My entire family had COVID last year, it was no big deal for any of us.
We all coughed for a while, some of us had fever, then it just went away.
No worse than the flu IMHO, although the cough lingered a bit.

Sorry to hear your gf isn't a bit more compassionate.


----------



## EleGirl (Dec 3, 2011)

Zetha2021 said:


> I wondered if anyone has encountered this. My gf with whom I live together shut me up the moment I informed her being tested positive. She never call me about my situation and she never talk to me while at home. This was the moment I needed support from her. But here reaction is strangely the opposite. Can anyone help me in sharing thoughts ? If she is no where during my lows, is it worth staying this relationship ? We have been together for three years and as a result of that I developed attachments despite the fact that she is not the perfect person to say objectively


How long ago did you get your positive COVID test? Are you over it now or are you still sick?

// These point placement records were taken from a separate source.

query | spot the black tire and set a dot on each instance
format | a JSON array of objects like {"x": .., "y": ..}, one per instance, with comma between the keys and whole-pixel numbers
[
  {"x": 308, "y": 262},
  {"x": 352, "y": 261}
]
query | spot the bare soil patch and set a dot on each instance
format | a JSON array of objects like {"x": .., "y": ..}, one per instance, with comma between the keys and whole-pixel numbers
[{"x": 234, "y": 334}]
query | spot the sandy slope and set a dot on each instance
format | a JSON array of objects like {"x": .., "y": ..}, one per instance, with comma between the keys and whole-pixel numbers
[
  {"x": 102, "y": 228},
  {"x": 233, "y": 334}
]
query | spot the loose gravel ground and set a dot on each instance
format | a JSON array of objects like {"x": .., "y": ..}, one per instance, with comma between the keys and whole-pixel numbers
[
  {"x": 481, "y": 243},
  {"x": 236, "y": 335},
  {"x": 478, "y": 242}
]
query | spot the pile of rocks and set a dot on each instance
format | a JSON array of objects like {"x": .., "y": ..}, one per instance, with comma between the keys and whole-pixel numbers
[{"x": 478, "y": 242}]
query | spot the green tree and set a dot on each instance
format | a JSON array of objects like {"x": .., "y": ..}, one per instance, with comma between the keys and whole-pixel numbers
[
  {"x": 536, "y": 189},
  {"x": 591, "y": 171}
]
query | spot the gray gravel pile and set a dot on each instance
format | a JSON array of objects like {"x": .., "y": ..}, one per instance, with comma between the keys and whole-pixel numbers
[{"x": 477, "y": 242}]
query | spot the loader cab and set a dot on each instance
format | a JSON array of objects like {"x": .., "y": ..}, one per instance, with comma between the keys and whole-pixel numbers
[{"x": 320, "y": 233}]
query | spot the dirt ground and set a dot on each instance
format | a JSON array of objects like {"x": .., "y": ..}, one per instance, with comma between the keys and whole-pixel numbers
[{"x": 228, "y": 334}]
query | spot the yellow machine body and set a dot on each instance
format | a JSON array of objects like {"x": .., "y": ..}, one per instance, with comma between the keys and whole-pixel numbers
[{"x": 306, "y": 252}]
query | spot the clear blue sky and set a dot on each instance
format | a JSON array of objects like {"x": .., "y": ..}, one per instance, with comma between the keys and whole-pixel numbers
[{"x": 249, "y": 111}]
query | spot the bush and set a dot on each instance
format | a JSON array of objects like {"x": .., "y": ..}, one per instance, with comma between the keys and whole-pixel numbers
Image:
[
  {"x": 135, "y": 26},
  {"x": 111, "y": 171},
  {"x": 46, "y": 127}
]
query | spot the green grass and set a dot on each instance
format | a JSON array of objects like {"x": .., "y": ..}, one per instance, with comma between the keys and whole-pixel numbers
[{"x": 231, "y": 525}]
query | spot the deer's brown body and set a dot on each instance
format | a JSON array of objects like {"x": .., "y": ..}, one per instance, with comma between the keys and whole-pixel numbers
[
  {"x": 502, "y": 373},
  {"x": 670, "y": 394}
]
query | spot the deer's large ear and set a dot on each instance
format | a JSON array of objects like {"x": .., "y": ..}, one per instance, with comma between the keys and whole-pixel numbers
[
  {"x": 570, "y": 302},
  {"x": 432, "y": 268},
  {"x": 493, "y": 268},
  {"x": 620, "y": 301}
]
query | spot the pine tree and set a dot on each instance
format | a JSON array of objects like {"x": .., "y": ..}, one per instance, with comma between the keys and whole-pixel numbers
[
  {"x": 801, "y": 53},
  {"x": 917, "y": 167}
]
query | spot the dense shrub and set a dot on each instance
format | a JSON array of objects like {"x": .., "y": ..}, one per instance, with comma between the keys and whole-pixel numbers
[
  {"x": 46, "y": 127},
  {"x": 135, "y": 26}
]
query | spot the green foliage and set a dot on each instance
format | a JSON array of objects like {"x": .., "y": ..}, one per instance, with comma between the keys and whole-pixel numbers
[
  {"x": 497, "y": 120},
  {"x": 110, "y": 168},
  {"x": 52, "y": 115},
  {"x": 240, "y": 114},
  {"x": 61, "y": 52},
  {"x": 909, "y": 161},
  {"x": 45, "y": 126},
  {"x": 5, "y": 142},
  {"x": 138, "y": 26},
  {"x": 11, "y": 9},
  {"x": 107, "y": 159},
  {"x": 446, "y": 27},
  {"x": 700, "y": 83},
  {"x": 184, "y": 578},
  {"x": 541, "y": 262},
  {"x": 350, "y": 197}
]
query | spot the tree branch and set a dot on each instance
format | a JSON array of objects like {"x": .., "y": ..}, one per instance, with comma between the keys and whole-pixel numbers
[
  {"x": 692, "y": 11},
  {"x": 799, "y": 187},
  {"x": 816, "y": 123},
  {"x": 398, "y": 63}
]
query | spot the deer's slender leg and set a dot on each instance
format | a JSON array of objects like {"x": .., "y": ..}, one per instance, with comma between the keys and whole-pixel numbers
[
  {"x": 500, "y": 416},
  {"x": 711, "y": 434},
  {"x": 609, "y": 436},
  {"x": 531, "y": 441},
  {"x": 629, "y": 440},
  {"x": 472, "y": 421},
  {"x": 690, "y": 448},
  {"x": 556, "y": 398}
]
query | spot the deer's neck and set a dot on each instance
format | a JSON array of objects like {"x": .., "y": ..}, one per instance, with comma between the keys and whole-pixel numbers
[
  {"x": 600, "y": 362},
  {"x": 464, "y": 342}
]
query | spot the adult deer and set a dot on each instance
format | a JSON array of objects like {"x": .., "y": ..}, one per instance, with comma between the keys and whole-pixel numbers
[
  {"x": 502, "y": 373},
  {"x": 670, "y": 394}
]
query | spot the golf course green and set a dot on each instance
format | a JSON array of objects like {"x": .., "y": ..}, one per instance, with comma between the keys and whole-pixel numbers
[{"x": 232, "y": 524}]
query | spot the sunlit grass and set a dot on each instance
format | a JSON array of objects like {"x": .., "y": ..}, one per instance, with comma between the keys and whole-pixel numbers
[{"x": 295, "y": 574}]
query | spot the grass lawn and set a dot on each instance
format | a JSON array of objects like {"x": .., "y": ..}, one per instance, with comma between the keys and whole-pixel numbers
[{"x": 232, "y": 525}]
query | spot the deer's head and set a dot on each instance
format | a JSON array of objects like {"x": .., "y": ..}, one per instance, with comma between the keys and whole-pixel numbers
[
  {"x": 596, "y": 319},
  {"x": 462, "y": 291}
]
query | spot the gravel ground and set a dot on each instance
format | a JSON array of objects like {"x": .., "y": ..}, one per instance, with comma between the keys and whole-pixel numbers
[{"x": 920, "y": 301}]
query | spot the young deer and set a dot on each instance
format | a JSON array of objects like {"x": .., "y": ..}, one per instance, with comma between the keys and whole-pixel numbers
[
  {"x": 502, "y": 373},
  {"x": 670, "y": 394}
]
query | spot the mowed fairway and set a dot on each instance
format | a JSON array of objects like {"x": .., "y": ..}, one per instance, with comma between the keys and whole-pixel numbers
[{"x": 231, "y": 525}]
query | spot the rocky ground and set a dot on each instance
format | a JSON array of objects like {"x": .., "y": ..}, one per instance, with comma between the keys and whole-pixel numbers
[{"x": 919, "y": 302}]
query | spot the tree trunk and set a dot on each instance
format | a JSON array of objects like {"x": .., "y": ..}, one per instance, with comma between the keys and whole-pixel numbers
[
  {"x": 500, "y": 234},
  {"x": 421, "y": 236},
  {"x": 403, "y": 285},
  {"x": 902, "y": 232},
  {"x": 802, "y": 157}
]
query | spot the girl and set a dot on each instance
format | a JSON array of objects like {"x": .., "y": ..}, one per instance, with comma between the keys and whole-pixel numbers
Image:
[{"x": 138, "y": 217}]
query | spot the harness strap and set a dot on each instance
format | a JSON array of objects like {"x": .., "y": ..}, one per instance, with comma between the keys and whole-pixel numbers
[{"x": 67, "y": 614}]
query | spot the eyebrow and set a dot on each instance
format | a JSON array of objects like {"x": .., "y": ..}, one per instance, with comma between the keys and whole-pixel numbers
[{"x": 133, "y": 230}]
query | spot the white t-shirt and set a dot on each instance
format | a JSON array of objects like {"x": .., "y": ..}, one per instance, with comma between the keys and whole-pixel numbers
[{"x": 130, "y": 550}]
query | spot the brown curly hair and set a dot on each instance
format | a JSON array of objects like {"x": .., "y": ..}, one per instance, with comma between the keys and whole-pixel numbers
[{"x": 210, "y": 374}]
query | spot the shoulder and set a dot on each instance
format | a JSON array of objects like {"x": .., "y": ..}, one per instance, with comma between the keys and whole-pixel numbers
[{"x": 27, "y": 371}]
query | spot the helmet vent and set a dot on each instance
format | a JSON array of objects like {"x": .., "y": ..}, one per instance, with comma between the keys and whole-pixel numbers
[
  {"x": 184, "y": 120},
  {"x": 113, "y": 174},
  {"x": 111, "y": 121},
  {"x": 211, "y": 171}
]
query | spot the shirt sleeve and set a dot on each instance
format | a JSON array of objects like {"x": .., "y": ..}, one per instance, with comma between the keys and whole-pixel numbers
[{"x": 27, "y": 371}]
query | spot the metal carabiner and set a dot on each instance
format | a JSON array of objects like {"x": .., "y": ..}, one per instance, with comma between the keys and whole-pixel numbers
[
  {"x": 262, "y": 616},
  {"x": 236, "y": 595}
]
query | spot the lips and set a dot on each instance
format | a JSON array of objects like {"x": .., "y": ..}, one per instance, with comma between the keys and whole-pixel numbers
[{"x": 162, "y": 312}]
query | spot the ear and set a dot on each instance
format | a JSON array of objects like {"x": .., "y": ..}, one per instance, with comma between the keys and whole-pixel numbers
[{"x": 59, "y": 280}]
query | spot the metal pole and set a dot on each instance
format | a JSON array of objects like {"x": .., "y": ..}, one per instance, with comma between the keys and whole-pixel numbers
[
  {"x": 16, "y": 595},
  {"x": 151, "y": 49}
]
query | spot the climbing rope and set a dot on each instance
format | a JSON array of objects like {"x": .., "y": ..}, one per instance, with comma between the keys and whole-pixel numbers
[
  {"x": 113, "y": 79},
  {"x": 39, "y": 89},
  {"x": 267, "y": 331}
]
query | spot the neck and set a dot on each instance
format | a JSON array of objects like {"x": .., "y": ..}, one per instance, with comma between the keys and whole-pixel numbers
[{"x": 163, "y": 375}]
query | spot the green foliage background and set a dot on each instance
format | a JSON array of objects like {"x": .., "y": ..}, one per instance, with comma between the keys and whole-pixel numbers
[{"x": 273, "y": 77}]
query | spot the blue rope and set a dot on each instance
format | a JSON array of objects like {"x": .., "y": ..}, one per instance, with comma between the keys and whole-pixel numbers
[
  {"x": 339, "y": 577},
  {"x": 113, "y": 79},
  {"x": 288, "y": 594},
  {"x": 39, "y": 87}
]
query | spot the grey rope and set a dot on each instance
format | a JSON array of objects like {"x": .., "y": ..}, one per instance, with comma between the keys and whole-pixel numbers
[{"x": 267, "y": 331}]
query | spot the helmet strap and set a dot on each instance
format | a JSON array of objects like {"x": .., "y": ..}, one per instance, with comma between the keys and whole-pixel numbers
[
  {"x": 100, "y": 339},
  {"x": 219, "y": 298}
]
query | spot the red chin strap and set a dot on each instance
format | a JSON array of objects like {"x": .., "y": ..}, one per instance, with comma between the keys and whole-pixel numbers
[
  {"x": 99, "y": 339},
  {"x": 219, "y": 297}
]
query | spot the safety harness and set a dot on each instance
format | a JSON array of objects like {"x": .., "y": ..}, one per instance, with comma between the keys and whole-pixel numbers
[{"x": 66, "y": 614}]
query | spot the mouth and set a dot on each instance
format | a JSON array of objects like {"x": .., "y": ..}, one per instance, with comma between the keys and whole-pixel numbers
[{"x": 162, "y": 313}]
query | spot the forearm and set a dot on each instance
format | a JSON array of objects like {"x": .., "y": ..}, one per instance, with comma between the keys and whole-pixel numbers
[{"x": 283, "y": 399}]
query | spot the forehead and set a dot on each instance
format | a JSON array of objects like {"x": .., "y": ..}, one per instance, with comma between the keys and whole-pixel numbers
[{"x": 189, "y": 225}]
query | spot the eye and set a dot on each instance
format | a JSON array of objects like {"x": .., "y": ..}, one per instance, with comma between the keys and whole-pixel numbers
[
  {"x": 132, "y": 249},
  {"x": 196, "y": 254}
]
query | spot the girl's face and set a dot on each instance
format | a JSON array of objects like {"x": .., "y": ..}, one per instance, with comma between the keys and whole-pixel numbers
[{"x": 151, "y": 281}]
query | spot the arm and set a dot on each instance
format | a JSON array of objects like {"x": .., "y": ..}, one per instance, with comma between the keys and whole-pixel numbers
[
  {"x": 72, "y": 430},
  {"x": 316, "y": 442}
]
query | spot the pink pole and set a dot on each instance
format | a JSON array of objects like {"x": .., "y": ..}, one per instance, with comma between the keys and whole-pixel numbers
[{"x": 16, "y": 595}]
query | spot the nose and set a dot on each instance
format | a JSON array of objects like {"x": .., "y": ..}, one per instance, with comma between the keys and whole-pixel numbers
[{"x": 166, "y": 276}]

It might be a good idea for you to text her or call her and just be very honest about how you fell about what she has done. Give her a chance to explain herself. If she does not have a good explanation, then you might want to consider ending this relationship.


----------



## sideways (Apr 12, 2016)

This is why you date someone. Sure things are all exciting and fun at the beginning but as time goes on you get to see this person in the ups and downs of life. The trials of life. 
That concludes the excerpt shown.